この事例は今年の7月の事例なのだが、駐日米大使のグラス氏が指摘する通り、国際法上許されるべきではない行為なので、これが許される行為だと認識しているのであれば、パイロットは学校で勉強し直すべきだろう。

流石に野党も批判

で、さすがの立憲民主党もダメ出しをした模様。

中国軍機レーダー照射 立民・野田氏「極めて危険」と批判、公明・斉藤氏「冷静に対応を」

2025/12/7 17:34

立憲民主党の野田佳彦代表は7日、中国軍機による航空自衛隊戦闘機へのレーダー照射について「極めて危険な行為で、挑発が過ぎる。日本政府として厳しく抗議すべきだ」と中国側を批判した。一方、公明党の斉藤鉄夫代表は「冷静な対応が必要だ。

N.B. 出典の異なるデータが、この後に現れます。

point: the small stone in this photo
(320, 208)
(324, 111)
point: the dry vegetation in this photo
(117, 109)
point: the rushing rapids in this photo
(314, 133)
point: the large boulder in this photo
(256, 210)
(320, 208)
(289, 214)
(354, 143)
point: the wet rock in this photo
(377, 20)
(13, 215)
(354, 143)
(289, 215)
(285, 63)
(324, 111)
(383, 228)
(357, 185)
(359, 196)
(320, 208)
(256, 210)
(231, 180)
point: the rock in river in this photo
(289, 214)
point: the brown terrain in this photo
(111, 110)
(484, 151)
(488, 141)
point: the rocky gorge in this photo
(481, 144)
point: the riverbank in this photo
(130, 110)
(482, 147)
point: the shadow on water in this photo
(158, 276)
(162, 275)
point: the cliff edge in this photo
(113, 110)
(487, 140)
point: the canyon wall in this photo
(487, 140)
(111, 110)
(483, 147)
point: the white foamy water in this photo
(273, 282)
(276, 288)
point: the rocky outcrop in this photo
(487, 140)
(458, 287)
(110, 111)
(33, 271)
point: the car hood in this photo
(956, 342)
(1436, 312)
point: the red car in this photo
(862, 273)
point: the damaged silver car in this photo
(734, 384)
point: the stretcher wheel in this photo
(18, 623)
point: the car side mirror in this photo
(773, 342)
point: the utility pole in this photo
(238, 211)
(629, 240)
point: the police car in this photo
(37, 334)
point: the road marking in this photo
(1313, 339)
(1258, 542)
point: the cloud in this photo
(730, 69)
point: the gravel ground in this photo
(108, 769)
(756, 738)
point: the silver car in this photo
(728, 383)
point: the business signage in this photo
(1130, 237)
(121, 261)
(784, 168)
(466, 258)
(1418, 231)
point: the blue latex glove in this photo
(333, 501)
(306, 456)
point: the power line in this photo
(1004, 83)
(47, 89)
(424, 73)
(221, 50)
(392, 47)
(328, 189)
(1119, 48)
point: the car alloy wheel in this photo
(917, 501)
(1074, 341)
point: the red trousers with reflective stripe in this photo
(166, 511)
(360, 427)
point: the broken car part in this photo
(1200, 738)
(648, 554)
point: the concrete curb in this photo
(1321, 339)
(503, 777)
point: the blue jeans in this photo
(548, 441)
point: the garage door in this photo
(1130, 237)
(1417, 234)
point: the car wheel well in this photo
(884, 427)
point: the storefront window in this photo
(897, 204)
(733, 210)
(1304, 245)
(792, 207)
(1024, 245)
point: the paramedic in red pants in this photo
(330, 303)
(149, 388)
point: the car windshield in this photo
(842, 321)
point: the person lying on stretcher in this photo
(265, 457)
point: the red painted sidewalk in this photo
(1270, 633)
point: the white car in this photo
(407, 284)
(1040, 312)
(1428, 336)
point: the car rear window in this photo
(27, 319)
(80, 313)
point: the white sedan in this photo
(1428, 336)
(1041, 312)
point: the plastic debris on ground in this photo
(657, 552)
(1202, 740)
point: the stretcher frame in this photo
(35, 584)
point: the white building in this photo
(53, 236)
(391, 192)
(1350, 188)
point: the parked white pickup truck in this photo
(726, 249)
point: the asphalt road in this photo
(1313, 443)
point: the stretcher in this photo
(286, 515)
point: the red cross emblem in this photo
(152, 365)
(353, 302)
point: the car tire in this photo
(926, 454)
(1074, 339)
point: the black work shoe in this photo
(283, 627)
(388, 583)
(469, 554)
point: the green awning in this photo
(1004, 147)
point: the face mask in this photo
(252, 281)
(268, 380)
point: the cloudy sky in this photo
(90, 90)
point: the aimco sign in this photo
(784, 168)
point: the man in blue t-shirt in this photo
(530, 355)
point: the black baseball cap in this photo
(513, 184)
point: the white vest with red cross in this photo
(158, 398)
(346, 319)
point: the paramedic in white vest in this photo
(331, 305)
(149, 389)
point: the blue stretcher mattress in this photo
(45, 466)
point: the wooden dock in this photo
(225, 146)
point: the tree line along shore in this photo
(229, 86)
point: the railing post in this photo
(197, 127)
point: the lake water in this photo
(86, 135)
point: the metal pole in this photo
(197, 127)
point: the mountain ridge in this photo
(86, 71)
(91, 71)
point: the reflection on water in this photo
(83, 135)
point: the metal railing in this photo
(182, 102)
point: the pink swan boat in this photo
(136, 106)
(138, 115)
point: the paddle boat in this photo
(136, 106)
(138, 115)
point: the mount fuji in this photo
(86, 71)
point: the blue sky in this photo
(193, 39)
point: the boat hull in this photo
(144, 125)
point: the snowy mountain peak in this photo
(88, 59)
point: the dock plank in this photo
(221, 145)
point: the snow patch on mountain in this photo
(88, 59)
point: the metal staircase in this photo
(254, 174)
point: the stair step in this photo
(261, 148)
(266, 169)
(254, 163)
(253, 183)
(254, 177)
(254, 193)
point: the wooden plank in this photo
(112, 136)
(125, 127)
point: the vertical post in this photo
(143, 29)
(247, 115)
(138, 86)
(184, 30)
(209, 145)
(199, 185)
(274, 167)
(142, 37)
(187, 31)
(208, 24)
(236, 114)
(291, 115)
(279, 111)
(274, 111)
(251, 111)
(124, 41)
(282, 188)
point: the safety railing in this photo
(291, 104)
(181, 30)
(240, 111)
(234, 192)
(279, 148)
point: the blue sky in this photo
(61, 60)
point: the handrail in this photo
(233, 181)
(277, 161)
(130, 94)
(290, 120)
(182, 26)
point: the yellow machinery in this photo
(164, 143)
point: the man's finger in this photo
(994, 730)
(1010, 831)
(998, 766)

より大きな紛争、摩擦にならないようにすべきだ」と訴えた。

産経新聞より

珍しく立民野田氏は辛辣である。一方の公明斎藤氏は「れ、冷静な対応を」と。いやもう、それは支那に言えよ。お前が冷静になれって。

オーストラリアから援護射撃

で、支那軍機から割と被害に遭っているオーストラリアから援護射撃があった。

中国軍機レーダー照射 豪国防相「大変憂慮すべき事態」 小泉防衛相「毅然かつ冷静に」

2025/12/7 11:46

オーストラリアのマールズ副首相兼国防相は7日の日豪防衛相会談で、中国軍機による航空自衛隊機へのレーダー照射について、「大変憂慮すべき事態だ。日本と一緒に力を合わせて行動していく」と述べた。ルールに基づいたインド太平洋地域の秩序の重要性を強調し、中国軍の行動に懸念を示した。

産経新聞より

流石にオーストラリアは看過できないだろうね、今までチャフとかばら撒かれて、急接近されて、散々煽られているから。

ただ、これを放置するのもまた宜しくない。

だって、こんな事言いだしているんだよ。

中国軍、レーダー照射巡り反論 「日本の自衛隊機が安全脅かした」

2025/12/7 14:32(最終更新 12/7 21:42)

中国海軍の報道官は7日、沖縄本島南東の公海上空で自衛隊機が中国軍機からレーダー照射を受けたと日本の防衛省が発表したことについて、「日本の自衛隊機が訓練海空域に繰り返し接近し、飛行の安全を脅かした。日本側の誇大宣伝は事実と全く一致していない」と反論した。中国メディアが報じた。

毎日新聞より

まあ、いつものことだよ。自己紹介されてもねぇ。

まとめ

というわけで、支那の挑発は段階を上げてきている。

これが軍部の暴走なのか習近平氏の意図するところかは不明だが、何れにせよ危険な状態に踏み込みつつあることは変わらないだろう。偶発的な衝突に繋がりかねないからだ。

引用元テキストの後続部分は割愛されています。